Nevada has been working for months to try and become the first 2028 presidential primary state for Democrats. State party officials have also received support from Somos Votantes, a large national Latino organizing group.
"The primary calendar shapes whose voices get to be heard first, so the order of the states in the presidential primary directly affect which voters candidates are forced to listen to early and then consistently," said Melissa Morales, founder and president of Somos Votantes. "Any process that fails to center Latinos early risks repeating mistakes of past cycles."
Documents reviewed by CBS News show that Michigan, Iowa, Illinois, New Mexico, Delaware, North Carolina, Georgia, Tennessee and Virginia have started making pitches to the DNC to be among the first four or five states to hold 2028 nominating contests.
Amid this debate, there are clear tensions among Democrats about how to address the left's stumbles in the 2024 presidential election, when Democrats lost the White House, Senate and failed to retake the House.

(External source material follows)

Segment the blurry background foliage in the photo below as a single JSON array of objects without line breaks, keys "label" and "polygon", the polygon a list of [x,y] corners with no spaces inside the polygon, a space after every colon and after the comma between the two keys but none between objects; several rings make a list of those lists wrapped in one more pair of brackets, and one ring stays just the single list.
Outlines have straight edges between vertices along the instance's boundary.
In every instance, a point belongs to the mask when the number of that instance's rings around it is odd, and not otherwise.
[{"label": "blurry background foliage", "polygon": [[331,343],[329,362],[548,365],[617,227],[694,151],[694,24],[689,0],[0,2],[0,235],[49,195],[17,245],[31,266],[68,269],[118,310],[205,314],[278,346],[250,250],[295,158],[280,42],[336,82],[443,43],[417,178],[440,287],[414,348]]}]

The latest stage of the national party's work on the primary calendar comes weeks after a highly scrutinized decision by DNC chairman Ken Martin to not publicly release a full report centered on the 2024 election cycle.
The party of the incumbent president usually faces congressional losses in the midterms, and the Republican Party under President Donald Trump is already facing that prospect this fall. But even a successful midterm cycle for Democrats doesn't necessarily inoculate them from struggles and challenges in 2028. The fear of an outcome like the 2024 election is a dynamic that haunts the party's longer-view outlook.
Setting the 2028 primary calendar could represent one of the first major signals about how the party is addressing its setbacks in the last presidential election.
"We know that the Democratic electorate is becoming more and more diverse with Latinos being the fastest growing demographic," Pichardo, the Latino Victory leader, told CBS News in an interview. "If Democrats are serious about winning back the working class, Latino, African-American, and AAPI voters, Nevada should be the first as it is a microcosm of America."